Welcome to Fresh Parmesan!

The title of this blog comes from an interaction I once had with a customer while I was working as a cheese monger. The customer came to the counter and asked for “fresh Parmesan.” Seems like a simple request, except that fresh Parmesan (or, more accurately Parmigiano-Reggiano, its proper name) doesn’t exist....
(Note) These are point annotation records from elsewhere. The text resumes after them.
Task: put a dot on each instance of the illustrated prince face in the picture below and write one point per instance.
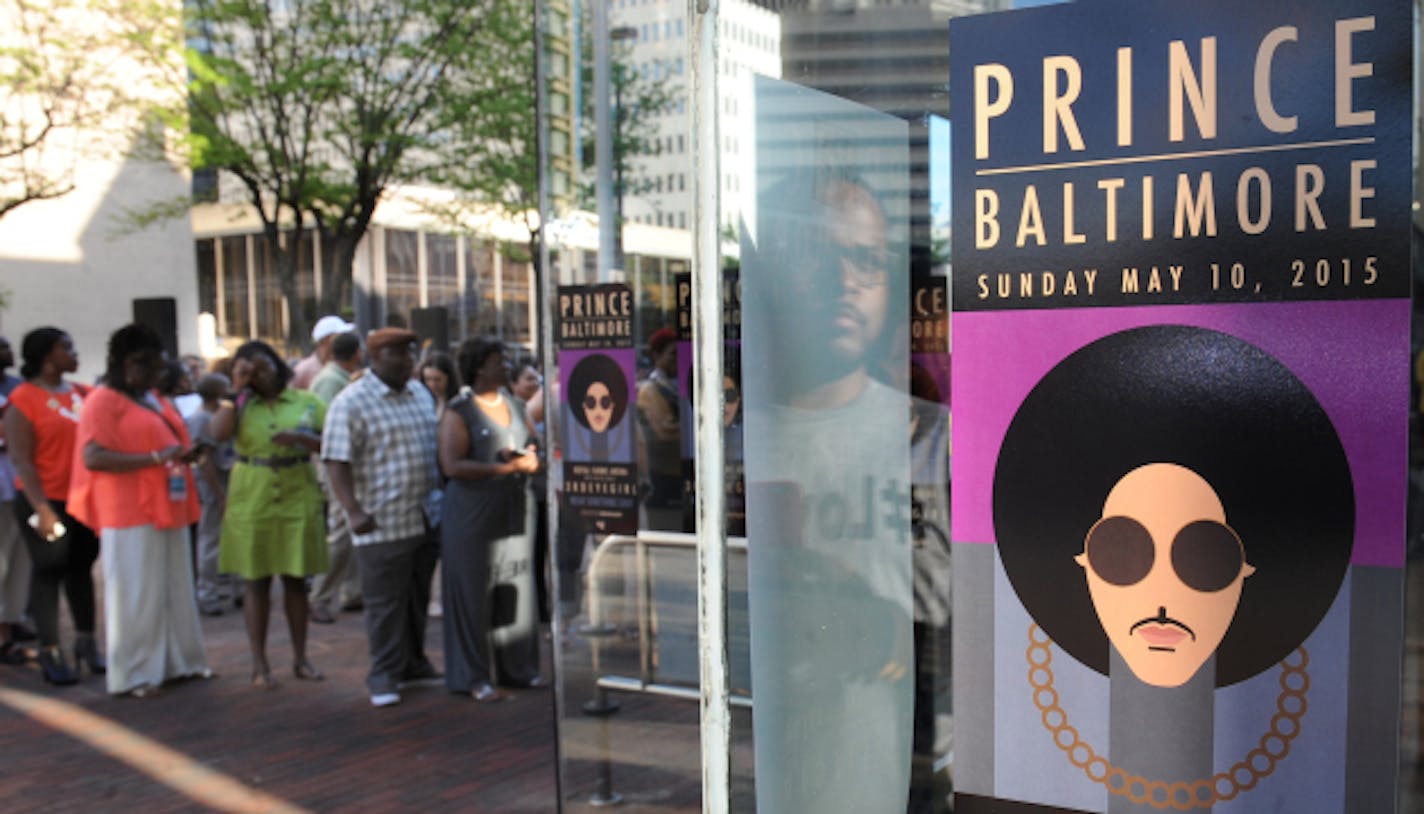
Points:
(1179, 497)
(598, 406)
(1164, 571)
(598, 392)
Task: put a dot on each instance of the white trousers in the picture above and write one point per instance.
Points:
(150, 611)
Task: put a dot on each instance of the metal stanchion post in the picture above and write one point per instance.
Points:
(601, 706)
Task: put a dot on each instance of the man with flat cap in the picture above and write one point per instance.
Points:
(323, 333)
(379, 446)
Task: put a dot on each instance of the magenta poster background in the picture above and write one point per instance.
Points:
(1350, 359)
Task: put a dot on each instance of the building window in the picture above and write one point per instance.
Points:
(402, 273)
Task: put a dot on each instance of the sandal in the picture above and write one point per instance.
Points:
(487, 695)
(305, 672)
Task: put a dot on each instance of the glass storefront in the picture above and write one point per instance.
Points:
(769, 182)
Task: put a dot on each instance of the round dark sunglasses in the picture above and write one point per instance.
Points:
(1206, 555)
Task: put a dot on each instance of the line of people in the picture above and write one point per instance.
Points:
(360, 484)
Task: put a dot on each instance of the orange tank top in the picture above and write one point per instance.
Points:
(54, 417)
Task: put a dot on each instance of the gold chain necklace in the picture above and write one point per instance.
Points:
(1243, 776)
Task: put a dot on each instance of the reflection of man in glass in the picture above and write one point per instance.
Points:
(828, 471)
(661, 434)
(597, 399)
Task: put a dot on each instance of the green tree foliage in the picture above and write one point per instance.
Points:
(318, 107)
(79, 80)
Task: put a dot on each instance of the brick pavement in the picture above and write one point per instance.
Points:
(316, 746)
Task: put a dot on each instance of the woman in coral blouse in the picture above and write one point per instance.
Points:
(40, 429)
(134, 485)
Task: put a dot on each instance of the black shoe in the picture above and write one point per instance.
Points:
(86, 653)
(12, 653)
(54, 669)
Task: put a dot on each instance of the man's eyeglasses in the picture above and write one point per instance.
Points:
(1206, 555)
(867, 266)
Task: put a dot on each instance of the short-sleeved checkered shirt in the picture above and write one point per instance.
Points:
(389, 440)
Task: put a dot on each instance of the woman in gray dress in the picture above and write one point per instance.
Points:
(489, 453)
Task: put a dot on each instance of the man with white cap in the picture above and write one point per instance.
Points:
(322, 335)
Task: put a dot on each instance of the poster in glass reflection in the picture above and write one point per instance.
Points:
(597, 379)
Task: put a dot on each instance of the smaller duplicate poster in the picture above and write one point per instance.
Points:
(597, 374)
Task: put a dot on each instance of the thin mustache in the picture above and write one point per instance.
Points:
(1162, 619)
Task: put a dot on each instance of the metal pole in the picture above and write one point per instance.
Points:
(603, 145)
(707, 332)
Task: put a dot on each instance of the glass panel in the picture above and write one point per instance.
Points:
(443, 281)
(207, 276)
(402, 275)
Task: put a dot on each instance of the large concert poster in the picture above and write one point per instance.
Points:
(597, 379)
(1181, 386)
(825, 279)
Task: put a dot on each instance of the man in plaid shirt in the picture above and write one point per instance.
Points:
(379, 446)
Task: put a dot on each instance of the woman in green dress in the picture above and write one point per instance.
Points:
(274, 520)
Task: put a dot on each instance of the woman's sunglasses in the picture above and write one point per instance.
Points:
(1206, 555)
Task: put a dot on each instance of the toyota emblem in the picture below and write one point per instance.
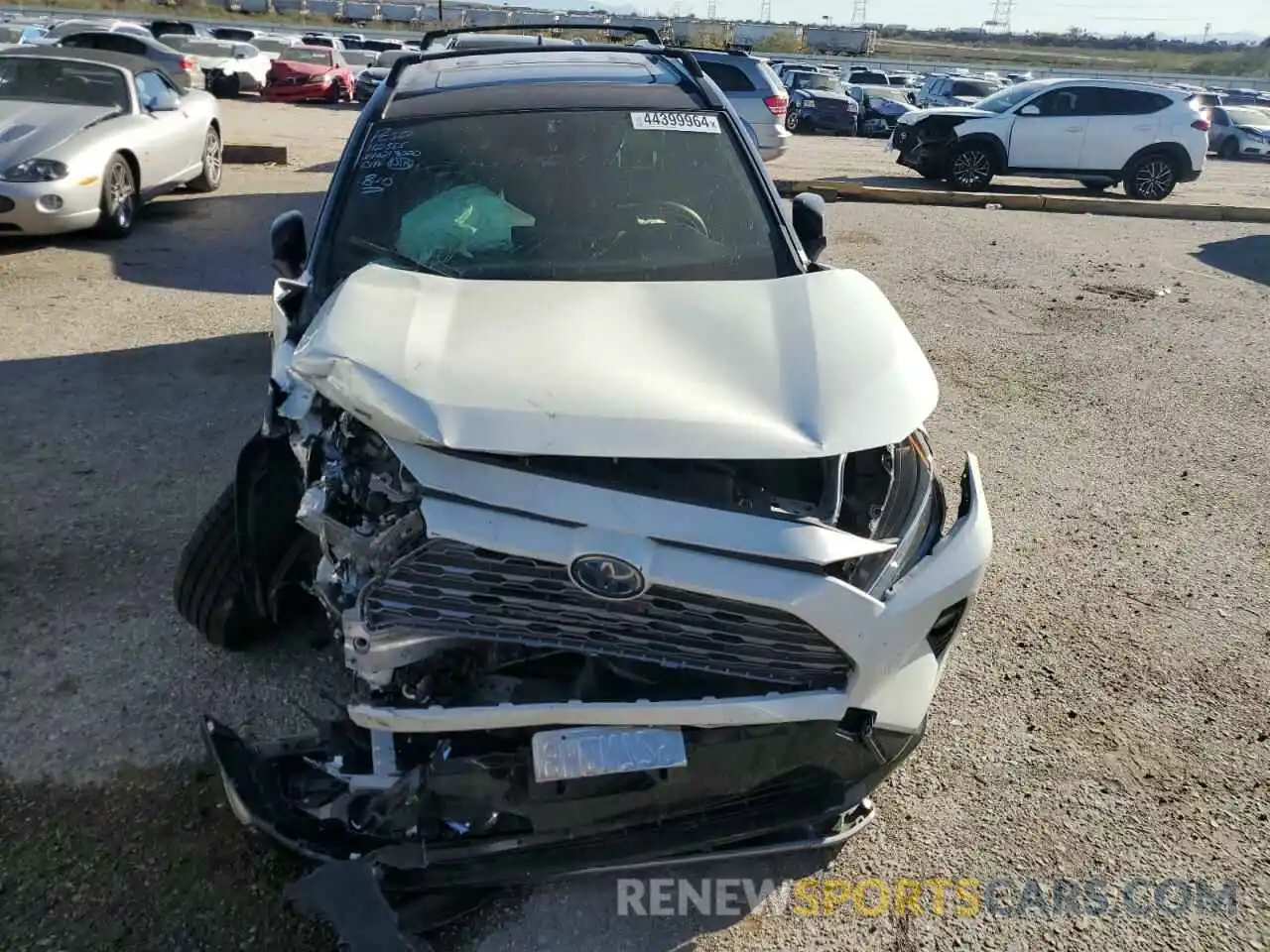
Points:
(607, 576)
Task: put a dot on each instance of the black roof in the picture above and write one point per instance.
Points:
(107, 58)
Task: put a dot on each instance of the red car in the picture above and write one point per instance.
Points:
(307, 72)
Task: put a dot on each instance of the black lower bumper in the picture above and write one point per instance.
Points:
(744, 791)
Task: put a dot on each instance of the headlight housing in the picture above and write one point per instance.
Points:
(911, 516)
(36, 171)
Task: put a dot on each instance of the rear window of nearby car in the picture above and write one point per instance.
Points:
(971, 87)
(651, 199)
(302, 55)
(1130, 102)
(729, 79)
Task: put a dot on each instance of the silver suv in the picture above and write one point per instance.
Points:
(754, 93)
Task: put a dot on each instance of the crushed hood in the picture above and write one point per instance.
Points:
(794, 367)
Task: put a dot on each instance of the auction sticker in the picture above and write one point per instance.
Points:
(677, 122)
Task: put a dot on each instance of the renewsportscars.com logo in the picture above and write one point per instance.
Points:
(939, 896)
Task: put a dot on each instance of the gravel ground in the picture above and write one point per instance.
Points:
(1103, 716)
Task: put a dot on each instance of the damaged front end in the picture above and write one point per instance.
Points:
(925, 145)
(567, 661)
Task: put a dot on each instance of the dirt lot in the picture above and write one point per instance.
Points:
(1103, 717)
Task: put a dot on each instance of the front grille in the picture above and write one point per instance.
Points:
(448, 588)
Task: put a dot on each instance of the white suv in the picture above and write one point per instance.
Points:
(1100, 132)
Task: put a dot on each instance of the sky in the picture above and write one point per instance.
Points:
(1167, 17)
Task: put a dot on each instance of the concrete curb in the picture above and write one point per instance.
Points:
(1071, 204)
(254, 155)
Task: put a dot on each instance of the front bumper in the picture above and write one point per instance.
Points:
(744, 792)
(26, 207)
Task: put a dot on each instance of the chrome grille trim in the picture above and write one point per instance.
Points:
(452, 589)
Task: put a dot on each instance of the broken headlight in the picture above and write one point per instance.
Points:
(911, 517)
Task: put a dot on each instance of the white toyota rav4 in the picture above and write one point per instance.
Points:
(1100, 132)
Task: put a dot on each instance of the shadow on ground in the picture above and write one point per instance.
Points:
(1246, 257)
(193, 243)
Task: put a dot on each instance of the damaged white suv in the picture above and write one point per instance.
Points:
(619, 504)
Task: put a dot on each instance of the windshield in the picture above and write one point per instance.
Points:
(302, 55)
(896, 95)
(1247, 116)
(211, 49)
(651, 197)
(813, 80)
(39, 80)
(1010, 96)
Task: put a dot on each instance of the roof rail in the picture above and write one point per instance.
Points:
(688, 59)
(647, 32)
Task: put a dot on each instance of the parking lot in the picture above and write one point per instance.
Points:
(1105, 712)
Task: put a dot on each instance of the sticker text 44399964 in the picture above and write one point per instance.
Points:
(677, 122)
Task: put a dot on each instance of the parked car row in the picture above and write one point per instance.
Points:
(93, 135)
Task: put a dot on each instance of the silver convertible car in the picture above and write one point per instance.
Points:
(86, 136)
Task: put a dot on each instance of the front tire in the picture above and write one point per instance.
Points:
(208, 585)
(119, 200)
(1151, 178)
(970, 168)
(213, 164)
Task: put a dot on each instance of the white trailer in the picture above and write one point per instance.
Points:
(841, 41)
(748, 35)
(399, 13)
(361, 12)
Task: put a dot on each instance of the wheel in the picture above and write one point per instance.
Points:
(1151, 178)
(209, 179)
(208, 587)
(118, 199)
(970, 168)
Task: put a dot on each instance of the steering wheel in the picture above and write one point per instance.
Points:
(677, 212)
Read the full Story of Fresh Parmesan.

Friday, March 21, 2008

Stretching out the Season


As I ranted to one of my co-workers yesterday, I’m not ready to give up winter quite yet. Oh, I know, everyone else is jazzed about daylight savings time and warmer weather and all that nonsense, but give me a cold, dark night with a piping hot meal any day. It’s hard to curl up on the couch and feel cozy with a big bowl of stew when it’s 80 degrees outside (and believe me, I’ve tried). And, as much as I enjoy the fresh crop of vegetables spring will soon deliver, I’m just not ready to part with my slow-cooked comfort foods quite yet. So I’m taking one last stand by making up a pot of my chicken and dressing recipe. It’s super-simple, stick-to-your-ribs, gooey and cheesy and totally off-limits once swimsuit weather arrives. Enjoy it while you can.

Slow-Cooker Chicken and Dressing
Serves 4.

4 boneless, skinless chicken breasts (about 2lbs. total)
4 thin slices of Swiss cheese
14 oz. chicken broth
20 oz. (2 cans) condensed cream of celery or mushroom soup
3 c. dry chicken stuffing
½ c. butter, melted
salt and pepper

Season the chicken with salt and pepper on both sides and arrange in the slow cooker. Top each piece with a slice of cheese. Add the broth and soups and stir gently to combine. Sprinkle stuffing mix over the top and pour melted butter evenly over the stuffing.


Cover and cook on low for 6 to 8 hours or high for 3 to 4 hours.

1 comment:

Jessica said...

being the co-worker at the receiving end of the rant, i admit i was frightened, and totally weirded out when snow flurries appeared the next day...but i'm happy it led to this post since i have been waiting for this recipe.